My husband and I didn’t pay much attention to our new status until we arrived for our room reservations at a city hotel. Guests crowded the common spaces. Apparently, more than one bridal party was staying on site. We had to wait for the young woman at the reservation desk to assist us.
“Would you mind taking a room designed for the disabled?” she asked. “It has a king-sized bed and is very convenient to the parking lot.”
We thought of another hotel when we had accepted a room with handhold aids in the shower and by the toilet. As long as we weren’t taking a space away from someone who needed the aids, we didn’t really care. “That would be fine,” we said.
The room had a low rack for clothing in place of a closet. So what. We dressed for our evening—dinner out and then a concert. We spent time walking around town, enjoying the nightlife. By the time we returned to our hotel room hours later, we were more than ready to go to bed. I climbed in first.
“David,” I called to my husband as he brushed his teeth in the bathroom. “There’s something odd about these sheets. I’ve never seen anything like them. They have an odd texture and they make noise.” Indeed, the sheets made a crinkling sound.
David came to climb in beside me. “You’re right,” he agreed. “What the heck??”
We looked at each other. “I think they’re rubberized,” I told him. “The assumption is that anyone who needs a room with aids may be incontinent.”
We started laughing. “Do we look that decrepit?” I asked. “Or did the huge wet spot in your pants give us away?”
David chortled. “Maybe it’s your urine-scented perfume. Look on the bright side, we can probably get Jello and Metamucil from room service.”

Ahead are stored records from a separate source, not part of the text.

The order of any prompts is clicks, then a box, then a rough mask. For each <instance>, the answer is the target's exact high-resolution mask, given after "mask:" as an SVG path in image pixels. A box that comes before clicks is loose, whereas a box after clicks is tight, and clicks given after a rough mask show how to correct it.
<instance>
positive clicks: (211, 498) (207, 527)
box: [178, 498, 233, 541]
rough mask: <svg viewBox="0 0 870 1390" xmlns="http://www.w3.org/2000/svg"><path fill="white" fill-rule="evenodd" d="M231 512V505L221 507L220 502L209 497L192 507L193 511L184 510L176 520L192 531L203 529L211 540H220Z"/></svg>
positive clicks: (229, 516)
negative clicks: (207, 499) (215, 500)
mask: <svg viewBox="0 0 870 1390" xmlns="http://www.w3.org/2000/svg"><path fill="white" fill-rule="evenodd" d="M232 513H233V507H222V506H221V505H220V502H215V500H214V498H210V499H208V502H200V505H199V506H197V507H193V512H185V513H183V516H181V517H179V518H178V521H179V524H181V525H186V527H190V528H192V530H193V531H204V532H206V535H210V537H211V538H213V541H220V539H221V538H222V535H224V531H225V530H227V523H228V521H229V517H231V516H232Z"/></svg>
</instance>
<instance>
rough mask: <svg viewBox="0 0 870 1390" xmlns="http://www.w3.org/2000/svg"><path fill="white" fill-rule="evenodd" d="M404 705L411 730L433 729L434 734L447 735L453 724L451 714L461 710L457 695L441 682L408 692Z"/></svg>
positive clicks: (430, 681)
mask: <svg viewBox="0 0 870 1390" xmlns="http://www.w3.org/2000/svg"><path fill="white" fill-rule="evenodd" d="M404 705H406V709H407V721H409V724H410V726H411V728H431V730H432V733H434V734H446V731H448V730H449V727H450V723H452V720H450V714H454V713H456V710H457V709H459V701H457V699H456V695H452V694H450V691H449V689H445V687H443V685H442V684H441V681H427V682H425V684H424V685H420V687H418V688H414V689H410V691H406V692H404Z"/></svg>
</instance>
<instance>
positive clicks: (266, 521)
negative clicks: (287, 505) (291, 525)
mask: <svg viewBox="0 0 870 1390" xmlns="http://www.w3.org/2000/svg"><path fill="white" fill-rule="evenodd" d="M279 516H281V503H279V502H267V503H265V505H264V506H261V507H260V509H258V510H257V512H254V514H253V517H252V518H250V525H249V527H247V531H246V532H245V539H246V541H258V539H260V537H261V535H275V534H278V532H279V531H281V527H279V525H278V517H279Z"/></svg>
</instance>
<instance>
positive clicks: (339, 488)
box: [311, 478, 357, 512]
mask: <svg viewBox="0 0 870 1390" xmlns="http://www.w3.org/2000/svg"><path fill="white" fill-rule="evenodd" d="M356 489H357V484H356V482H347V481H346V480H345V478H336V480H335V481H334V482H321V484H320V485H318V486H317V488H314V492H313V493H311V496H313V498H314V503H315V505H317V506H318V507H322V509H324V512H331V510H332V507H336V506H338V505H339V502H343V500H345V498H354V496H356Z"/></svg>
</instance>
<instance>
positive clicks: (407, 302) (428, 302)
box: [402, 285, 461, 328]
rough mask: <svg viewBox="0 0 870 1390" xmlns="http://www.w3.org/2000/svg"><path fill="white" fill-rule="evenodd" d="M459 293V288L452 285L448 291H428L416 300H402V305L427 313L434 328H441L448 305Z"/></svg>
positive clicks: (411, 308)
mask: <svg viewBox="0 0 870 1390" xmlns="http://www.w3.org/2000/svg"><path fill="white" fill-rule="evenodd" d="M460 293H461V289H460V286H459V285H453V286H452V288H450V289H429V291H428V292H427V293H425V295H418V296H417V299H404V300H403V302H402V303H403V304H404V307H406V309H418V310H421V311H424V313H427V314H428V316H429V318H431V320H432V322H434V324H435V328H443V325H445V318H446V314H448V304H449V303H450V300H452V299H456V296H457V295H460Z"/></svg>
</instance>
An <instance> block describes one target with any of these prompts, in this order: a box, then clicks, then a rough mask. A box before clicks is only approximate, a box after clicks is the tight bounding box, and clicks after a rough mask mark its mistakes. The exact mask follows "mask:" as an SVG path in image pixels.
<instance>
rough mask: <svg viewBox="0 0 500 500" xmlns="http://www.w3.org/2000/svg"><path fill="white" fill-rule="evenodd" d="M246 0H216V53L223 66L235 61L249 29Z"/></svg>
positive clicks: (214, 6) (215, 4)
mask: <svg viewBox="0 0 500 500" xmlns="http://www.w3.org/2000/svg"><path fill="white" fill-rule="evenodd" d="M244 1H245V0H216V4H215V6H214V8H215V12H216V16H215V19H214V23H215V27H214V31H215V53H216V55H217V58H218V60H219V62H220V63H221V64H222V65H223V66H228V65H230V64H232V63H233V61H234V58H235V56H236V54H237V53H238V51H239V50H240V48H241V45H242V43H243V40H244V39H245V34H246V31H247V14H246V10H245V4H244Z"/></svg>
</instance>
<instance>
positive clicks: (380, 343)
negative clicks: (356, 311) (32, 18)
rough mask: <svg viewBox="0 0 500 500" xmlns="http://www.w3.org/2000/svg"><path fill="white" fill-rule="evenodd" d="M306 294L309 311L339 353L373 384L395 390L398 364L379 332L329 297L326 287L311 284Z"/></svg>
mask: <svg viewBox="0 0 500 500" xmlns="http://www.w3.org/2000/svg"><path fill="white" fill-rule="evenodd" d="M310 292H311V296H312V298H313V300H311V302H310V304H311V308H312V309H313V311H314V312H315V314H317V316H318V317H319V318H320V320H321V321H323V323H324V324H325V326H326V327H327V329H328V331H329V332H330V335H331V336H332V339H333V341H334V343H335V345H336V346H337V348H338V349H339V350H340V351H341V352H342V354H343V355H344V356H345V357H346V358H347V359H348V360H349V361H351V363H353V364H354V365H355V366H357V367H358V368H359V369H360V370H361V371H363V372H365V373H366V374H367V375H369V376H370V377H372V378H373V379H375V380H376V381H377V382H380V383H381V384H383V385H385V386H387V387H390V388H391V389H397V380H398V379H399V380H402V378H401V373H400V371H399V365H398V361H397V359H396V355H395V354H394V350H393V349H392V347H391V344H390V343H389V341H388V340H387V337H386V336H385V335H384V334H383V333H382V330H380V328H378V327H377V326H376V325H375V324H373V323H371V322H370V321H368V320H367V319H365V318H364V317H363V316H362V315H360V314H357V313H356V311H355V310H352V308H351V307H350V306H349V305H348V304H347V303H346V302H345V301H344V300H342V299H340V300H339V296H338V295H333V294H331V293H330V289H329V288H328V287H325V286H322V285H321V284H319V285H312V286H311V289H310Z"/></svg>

Problems such as incontinence are most easily tolerated with laughter, although unflattering assumptions made about seniors or people with physical differences can certainly be annoying when the assumptions don’t fit. We all want to be treated as valuable individuals, not generic populations. Rubberized sheets could be a discreet option. We could have been forewarned of the accommodation by the reservation clerk. But instead of being offended, we might as well laugh; it’s good for the heart.